Be that as it may, I concluded through my extensive research in April of this year that over 85% of the "DOE junk bond" portfolio from the 1705 Loan Program alone, (where 21 energy companies are behind the 27 projects found in the House Oversight investigation) are politically connected to President Obama (15 alone) and the Democrat Party, in the realm of campaign donations, support and more!

Broken Promises –– Corruption Abounds
President Obama railed against the culture of greed and recklessness practiced by Wall Street, even in 2009 stating, "Wall Street Arrogance and Greed Won't Be Tolerated!" Yet, despite the fact that "Obama came into office vowing to end business as usual," and hold Big Banks accountable for their part in the 2008 financial crisis, where's the justice

And what about the practices being used by those taxpayer-funded green companies that "go bust" or are in serious trouble? Like paying their executive bonuses, selling there stock in the midst of financial trouble, "green" insider trading, and so much more yet to report.

Bain Capital vs. Obama's Public Equity Record
Lastly, as the 2012 election recently heated up, the Obama Team (and their surrogates) attempted to brutalize GOP nominee Mitt Romney via his time at Bain Capital (although he took donations from Bain), yet many on the "right" fired back attacking Obama’s public-equity record!

Some predict that "Bain is a dead," issue in the 2012 presidential race, yet Byron York of the Washington Examiner, sees a much different scenario –– Obama will bang on Bain Capital as fight heats up.

I happen to agree with Mr. York, and believe that since the economy is the number one issue in our country, the comparison will be central to this coming election. It's fair others and I say, "BRING IT," and How About the Record of DOE Capital? 
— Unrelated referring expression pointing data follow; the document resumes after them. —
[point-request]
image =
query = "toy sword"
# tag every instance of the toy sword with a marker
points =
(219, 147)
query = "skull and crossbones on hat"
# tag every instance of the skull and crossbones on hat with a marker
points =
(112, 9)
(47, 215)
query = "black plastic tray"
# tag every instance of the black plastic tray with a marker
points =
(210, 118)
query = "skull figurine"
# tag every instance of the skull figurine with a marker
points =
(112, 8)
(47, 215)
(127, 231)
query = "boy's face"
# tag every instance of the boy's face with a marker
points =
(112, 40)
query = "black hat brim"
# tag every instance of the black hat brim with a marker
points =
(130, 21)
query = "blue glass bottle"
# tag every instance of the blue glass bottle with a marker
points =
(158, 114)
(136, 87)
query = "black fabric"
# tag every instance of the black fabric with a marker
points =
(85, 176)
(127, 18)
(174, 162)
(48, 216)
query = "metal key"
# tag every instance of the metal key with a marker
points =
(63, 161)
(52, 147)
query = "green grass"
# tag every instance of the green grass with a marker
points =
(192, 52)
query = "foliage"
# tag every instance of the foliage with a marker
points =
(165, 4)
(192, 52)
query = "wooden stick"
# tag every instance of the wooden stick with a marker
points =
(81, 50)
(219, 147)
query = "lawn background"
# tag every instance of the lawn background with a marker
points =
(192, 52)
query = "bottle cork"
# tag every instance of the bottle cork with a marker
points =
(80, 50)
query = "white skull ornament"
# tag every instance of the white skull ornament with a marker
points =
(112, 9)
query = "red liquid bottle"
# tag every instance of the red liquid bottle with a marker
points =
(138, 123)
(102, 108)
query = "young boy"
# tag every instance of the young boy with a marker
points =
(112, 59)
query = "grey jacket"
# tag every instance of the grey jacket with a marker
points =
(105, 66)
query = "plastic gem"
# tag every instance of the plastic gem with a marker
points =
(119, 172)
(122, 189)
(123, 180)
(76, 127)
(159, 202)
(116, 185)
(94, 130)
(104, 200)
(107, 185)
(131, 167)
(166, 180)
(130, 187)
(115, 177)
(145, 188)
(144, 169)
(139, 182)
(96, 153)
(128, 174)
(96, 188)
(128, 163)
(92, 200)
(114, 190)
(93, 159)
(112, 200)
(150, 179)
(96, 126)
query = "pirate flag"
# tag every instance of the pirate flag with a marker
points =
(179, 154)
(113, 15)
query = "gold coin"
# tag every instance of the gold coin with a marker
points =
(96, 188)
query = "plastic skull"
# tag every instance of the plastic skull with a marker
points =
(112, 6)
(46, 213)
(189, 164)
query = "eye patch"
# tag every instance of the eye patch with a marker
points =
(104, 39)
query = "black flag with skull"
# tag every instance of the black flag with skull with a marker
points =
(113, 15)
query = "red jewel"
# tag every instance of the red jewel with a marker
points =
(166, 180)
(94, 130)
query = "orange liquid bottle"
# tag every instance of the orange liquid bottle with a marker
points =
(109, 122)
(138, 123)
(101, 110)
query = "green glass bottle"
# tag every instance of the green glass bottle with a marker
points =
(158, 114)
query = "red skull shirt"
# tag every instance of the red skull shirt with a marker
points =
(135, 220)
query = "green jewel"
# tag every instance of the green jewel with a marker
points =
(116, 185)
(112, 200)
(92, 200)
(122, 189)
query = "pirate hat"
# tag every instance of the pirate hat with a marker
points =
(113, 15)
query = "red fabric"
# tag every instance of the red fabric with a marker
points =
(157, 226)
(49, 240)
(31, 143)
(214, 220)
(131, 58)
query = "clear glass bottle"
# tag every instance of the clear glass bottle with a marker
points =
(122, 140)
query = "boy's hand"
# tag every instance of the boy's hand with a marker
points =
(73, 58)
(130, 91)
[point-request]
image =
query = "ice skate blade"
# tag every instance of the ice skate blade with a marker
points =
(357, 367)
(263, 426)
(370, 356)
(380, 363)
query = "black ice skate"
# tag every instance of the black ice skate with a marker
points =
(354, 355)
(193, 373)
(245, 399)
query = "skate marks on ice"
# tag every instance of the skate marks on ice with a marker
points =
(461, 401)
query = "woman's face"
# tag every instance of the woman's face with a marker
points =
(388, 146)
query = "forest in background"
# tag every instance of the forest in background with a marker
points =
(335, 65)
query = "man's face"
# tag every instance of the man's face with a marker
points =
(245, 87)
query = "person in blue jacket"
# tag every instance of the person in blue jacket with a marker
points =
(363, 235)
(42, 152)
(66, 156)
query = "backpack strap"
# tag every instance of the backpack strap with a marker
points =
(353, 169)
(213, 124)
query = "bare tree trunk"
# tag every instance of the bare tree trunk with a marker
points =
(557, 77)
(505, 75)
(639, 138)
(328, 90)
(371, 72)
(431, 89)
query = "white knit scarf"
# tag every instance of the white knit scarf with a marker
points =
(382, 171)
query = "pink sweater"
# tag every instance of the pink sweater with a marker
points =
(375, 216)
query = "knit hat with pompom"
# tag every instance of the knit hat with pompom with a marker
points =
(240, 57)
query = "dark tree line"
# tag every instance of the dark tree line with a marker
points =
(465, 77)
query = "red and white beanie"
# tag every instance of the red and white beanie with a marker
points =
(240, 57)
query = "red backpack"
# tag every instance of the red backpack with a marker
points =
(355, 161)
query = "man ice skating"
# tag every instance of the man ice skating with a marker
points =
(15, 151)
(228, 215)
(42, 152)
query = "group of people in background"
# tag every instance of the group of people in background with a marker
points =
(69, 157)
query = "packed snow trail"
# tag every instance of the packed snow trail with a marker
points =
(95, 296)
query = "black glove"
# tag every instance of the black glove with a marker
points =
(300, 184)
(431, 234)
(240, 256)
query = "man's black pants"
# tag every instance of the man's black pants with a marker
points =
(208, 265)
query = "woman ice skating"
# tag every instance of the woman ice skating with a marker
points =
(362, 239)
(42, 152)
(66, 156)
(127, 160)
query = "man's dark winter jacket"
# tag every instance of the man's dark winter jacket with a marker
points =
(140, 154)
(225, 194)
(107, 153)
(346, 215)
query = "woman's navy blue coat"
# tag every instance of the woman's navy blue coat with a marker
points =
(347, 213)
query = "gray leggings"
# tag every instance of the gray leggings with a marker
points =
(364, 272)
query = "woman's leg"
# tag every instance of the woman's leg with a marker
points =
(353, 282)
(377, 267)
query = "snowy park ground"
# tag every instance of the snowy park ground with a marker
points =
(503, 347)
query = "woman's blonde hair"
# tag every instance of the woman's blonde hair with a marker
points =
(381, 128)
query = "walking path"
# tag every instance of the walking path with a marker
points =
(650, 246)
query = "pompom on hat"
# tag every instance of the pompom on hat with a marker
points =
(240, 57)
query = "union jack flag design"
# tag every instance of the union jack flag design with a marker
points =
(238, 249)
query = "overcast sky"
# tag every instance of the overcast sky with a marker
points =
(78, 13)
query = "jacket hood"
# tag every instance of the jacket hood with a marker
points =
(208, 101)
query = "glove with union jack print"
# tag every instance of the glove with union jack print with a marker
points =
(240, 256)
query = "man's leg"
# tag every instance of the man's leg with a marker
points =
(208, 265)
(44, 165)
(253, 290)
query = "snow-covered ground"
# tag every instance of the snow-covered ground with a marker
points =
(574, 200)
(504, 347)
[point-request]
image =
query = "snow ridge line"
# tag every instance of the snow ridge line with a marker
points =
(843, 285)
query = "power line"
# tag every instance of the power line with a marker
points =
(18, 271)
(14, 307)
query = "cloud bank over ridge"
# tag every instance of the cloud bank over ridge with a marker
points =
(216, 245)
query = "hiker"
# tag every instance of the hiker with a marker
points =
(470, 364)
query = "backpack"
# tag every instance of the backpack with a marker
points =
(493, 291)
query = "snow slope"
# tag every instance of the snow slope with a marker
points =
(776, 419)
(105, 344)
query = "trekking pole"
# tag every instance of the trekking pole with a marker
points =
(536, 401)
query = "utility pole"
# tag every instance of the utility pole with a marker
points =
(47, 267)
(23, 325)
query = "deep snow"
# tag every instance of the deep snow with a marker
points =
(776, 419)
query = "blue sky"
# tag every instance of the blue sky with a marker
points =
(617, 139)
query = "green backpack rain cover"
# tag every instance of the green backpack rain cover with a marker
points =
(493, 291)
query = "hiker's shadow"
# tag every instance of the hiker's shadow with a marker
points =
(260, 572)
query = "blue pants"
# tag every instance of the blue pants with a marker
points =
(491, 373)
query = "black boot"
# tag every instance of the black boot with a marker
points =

It's obvious as the to cronyism and corruption happening on the "green front" –– both federally and the state levels –– however, the actual figure of Obama-subsidized FAILED clean-energy companies is yet to be realized, but I have tracked close to 30 at this point.  

What About Those Promised 5 Million Green Jobs?
On the campaign trail in 2008, "Obama promised that a $150 billion investment would generate 5 million jobs over 10 years." However, according to Politico last May, "Nearly three years into Obama's presidency, the White House can't point to much solid evidence that significant numbers of Americans are scoring the green jobs the president has been touting." Even Reuters' recent analysis states, "Obama's 'green jobs' have been slow to sprout."

And to add insult to injury, many of those taxpayer-funded green companies like First Solar, Al Gore and John Doerr's Fisker Automotive, and others are sending jobs oversees. Furthermore, the House Oversight recently released revelations on how the DOE touted “misleading job creation statistics," and the Obama administration's Department of Labor's ludicrous method of calculating "green jobs."

Stay tuned, I'm just getting started...


  1. The Tesla example is the one counter-instance: it will begin accelerated loan repayments this year. No thanks to the Administration, it just happens that Elon Musk, engineer, founder, and CEO, is a workaholic genius whose projects (SpaceX, SolarCity, Tesla) get huge bang for the buck and produce superior products.

    TeslaMotors is a public company, now. If you think it's a scam, short the stock. And be prepared to take a scalding hot bath.